O principal índice da B3 subiu 1,8%, encerrando o dia aos 186.241 pontos. O volume financeiro foi elevado, refletindo maior apetite ao risco por parte dos investidores.
Exterior e commodities dão suporte ao mercado
O cenário internacional contribuiu para o desempenho positivo dos ativos brasileiros. As bolsas de Nova York fecharam em alta, apoiadas por expectativas em torno de dados de inflação e pela leitura de que o ciclo de aperto monetário nos Estados Unidos segue sob controle.
Além disso, o comportamento mais firme das commodities ao longo do dia favoreceu empresas exportadoras e reforçou o movimento de alta do índice.
Bancos, Petrobras e Vale lideram ganhos
O avanço do Ibovespa foi liderado por ações do setor bancário, que registraram ganhos consistentes diante de um ambiente de maior previsibilidade para o crédito e para os resultados das instituições financeiras.
Papéis de Petrobras e Vale também tiveram desempenho positivo e contribuíram de forma relevante para a alta do índice, acompanhando o movimento das commodities no mercado internacional.
O movimento foi relativamente disseminado, com a maioria dos setores operando no campo positivo, enquanto ações mais defensivas ficaram para trás.
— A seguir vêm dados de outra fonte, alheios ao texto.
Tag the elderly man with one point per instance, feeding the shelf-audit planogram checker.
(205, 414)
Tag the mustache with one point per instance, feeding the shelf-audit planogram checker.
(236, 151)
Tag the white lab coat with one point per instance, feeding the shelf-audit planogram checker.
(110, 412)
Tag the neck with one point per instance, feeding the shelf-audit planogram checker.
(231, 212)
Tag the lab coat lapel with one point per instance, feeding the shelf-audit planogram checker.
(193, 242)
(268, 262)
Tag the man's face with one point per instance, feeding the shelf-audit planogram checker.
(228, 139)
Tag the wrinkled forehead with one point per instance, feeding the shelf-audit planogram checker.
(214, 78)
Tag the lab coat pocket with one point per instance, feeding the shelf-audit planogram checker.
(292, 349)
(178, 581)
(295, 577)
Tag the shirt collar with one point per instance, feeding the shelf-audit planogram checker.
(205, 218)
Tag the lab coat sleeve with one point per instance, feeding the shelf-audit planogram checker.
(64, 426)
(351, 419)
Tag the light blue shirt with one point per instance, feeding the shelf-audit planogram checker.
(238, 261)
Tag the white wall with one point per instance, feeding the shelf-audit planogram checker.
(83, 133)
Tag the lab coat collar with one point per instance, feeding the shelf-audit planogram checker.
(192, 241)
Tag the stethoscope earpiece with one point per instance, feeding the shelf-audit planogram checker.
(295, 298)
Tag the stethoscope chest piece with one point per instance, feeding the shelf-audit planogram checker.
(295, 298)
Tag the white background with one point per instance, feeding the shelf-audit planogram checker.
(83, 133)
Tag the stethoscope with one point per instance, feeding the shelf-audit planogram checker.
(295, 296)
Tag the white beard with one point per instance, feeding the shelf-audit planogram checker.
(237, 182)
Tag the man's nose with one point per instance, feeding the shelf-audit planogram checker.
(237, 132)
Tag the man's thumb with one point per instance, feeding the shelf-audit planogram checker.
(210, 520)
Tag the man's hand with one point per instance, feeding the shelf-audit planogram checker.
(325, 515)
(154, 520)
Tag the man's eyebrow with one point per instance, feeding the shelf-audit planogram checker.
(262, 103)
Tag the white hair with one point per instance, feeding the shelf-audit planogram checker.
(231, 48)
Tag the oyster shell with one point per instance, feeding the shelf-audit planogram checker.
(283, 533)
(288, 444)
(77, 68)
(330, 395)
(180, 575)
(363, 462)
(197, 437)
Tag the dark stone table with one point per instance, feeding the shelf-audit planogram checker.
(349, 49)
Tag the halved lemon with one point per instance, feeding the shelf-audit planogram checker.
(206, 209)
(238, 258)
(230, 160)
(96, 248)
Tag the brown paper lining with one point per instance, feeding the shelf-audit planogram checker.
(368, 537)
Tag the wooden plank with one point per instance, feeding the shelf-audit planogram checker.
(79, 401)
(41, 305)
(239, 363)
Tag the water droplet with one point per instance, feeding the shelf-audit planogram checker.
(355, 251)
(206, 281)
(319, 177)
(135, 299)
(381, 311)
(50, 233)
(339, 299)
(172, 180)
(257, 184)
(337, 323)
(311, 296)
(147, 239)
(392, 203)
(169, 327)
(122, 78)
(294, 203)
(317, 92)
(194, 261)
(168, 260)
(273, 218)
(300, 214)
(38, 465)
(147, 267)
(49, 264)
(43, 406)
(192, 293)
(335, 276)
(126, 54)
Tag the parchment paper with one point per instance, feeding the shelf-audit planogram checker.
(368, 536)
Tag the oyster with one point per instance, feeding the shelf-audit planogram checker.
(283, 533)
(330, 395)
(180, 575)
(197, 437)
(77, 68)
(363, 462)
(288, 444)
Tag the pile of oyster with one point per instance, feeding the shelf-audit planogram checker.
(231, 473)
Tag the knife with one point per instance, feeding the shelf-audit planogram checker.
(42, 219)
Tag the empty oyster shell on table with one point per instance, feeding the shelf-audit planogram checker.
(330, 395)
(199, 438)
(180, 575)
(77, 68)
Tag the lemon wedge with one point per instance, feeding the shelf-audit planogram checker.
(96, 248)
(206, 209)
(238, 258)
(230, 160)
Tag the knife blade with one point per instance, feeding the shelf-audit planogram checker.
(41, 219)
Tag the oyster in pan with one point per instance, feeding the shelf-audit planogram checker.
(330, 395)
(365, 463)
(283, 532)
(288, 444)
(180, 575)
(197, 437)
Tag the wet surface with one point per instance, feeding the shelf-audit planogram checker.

Dólar cai e juros futuros recuam
No mercado de câmbio, o dólar comercial fechou em queda, pressionado pela valorização de moedas emergentes e pela entrada de capital estrangeiro na bolsa brasileira.
Os juros futuros também recuaram ao longo da curva, refletindo melhora na percepção de risco e ajustes nas expectativas para a política monetária.
Radar da semana
Após renovar máximas, o mercado segue atento à divulgação de dados econômicos ao longo da semana, especialmente indicadores de inflação, além da sequência da temporada de balanços corporativos, que pode trazer maior volatilidade aos próximos pregões.
Apesar do cenário favorável, investidores permanecem cautelosos diante dos próximos sinais sobre juros e atividade econômica no Brasil e no exterior.